There are a couple of his stories I couldn’t find in Gods at Play, like the time he kidnapped Nancy Lopez, who was coming into Cincinnati for the LPGA Championship in the midst of her rookie hot streak. Callahan wanted an interview. Hell, the whole world wanted an interview. He was told it was impossible. So, Tom guessed what plane she’d arrive on and met her at baggage claim. She assumed the tournament had sent a driver to pick her up. Tom looks more like a chauffeur than Jeeves looks like a butler, so Nancy didn’t think much of it, and Tom didn’t do anything to convince her otherwise. He grabbed her luggage and loaded everything, plus Nancy Lopez, into his beat-up, messy old sportswriter’s car, the anti-limo. He got his interview. She still laughs about it and never has figured out why she got in the damn car to begin with. He was probably telling her a story and she wanted to hear the end.

And he only told half the truth about the time he played with Jack Nicklaus in the pro-am at Kings Island, the Nicklaus-designed course under power lines where they played the LPGA Championship for longer than any real golf tour should have. Tom’s a big guy and, when he caught a drive, it would go. On the first tee, the local boy rose to the occasion. He killed it.

“Chase that, Jack,” he said to Nicklaus, loud enough for the gallery to hear. Nicklaus outdrove him, but just barely. A yard, maybe two. Out in the fairway Callahan’s next shot was a cold, sideways shank. “I won’t be chasing that one, Tom,” said Nicklaus.

Callahan collected writers the way the Medicis collected Leonardos and Michaelangelos. He became Red Smith’s legs when the great Pulitzer Prize-winner got too old to scramble after a quote or two and, later, at British Opens he reprised his role as taxi driver for World Golf Hall of Famer Dan Jenkins, who always believed driving on the left — if it had to be done at all — should be done sparingly, and by someone else. Jenkins called Callahan Simon because he’d once had a driver by that name.

If Callahan was in L.A. he found Jim Murray. If he was at a horse race he was standing on Bill Nack’s withers. When I learned he wasn’t going to Fort Worth for Jenkins’ funeral a couple of years ago, he told me he was tired of going to them. But that was against type, too. It was more a case of “Elvis is Dead and I Don’t Feel So Good Myself.” It didn’t matter, though, because he’d already supplied the harp music in Golf Digest, writing the best sendoff any sports guy ever got.

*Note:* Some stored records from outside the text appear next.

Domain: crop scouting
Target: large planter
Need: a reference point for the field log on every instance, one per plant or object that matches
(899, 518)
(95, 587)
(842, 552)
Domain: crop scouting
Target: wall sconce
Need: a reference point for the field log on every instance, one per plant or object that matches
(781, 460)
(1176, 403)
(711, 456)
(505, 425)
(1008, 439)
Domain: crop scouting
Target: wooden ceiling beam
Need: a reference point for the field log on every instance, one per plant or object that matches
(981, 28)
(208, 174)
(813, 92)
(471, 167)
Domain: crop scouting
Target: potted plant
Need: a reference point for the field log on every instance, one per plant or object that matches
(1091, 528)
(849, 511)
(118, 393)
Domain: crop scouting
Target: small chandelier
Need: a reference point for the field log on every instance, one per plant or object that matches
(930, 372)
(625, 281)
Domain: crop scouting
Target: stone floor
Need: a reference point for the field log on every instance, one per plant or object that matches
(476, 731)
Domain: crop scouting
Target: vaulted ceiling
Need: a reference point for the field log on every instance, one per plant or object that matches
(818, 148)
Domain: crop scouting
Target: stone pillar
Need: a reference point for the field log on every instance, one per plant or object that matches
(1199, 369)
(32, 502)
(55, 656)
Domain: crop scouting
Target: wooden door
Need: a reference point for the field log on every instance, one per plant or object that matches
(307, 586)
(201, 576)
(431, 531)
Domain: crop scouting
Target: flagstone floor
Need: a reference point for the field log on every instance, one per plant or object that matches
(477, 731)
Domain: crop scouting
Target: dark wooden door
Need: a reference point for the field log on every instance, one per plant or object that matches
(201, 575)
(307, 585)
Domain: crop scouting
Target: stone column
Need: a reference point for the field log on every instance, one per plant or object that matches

Of course, Tom didn’t get everything right. He thought O.J. was innocent until he saw the Bruno Maglis.

I can’t give you the highlights from Gods at Play. The book is 265 pages long, and if you skip any of them you’ll be poorer for it. But here’s just one story. Callahan knew Oscar Robertson from his days playing for the Royals in Cincinnati. Oscar was a tough guy. And, later, after Robertson helped Kareem Abdul Jabbar win an NBA title in Milwaukee, Callahan and Kareem, by then a Laker, had a conversation about him:

“The first time we ever spoke,” I said, “you told me you didn’t really know Oscar. But you came to know him, right?”

“And to love him,” he said. “And to love playing with him. And, probably a little too much, to love watching him play.”

“He was a bit cold-blooded for me,” I said.

“No, he had the capacity for joy that all great players have. He wouldn’t show it to you, though. Or you wouldn’t understand where to look for it. It’s not in the box score, you know.”